Painting does not replace religion, but almost.

Anonymous Collector C46

Art is an intermediate state between heaven and earth. Absolute Beauty is God. Through art we glimpse a portion of that beauty. There is something ecstatic in it.

Anonymous Collector C29


“Pius VII Forming the Collection of the Biblioteca Apostolica Vaticana,” Domenico De Angelis (1852-1904)

Both quotations occur in the doctoral dissertation of French sociologist Raymonde Moulin, published in 1967 as Le marché de la peinture en France. An abridged translation appeared in English in 1987 under the title The French Art Market: A Sociological View. The mechanics of the market have changed dramatically since then. At the time Moulin was writing, the market’s center of gravity had already shifted from Paris to New York. Today it is shifting again, eastward to such places as Shanghai, Hong Kong, Dubai, and, along with the HSBC Golf Championship, Abu Dhabi. Nevertheless, the core of Moulin’s landmark study remains remarkably current.

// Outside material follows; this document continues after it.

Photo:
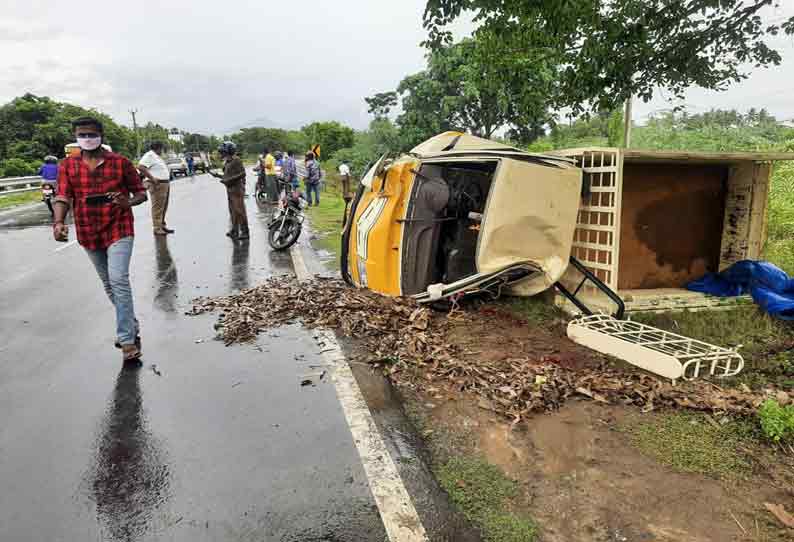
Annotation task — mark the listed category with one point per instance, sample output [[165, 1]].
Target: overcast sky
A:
[[213, 66]]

She turned a sharp eye on the typology of collectors. Each specimen group, from the packrat, the social-climbing prestige buyer, to the scholar-collector and the speculative one is subject to a witty and pithy inquest. Excepting, perhaps, the purely speculative, all types can find blameless justification for the mania to amass in metaphysics. That presumed glimmer of transcendence runs a sacral patina over an elite recreation. Moulin wrote: “Art is a form of, or substitute for, sacred things, and collectors use it to slake their thirst for the absolute.”


“Pius VII Collects Etruscan Vases,” Domenico De Angelis. From the collection of the Biblioteca Apostolica Vaticana

From that alone we might expect our shepherds, those consecrated few who know a little something about the Absolute, to be immune to infection by ostentatious collecting and/or commissioning bugs. Uncreated, C29?s Absolute Beauty can be neither commissioned, purchased, nor possessed. Yet “the lasting pleasure of absolute possession” remains the drive behind every collector, whether a cardinal or a retail baron.

Before more absolutes pile up, let us leave the word to Collector C60:

Having a painting in your home is quite different from looking at it elsewhere. It’s the same way with women. Marriage is one thing, having a woman on Saturday night is another. The problem is always one of sole possession.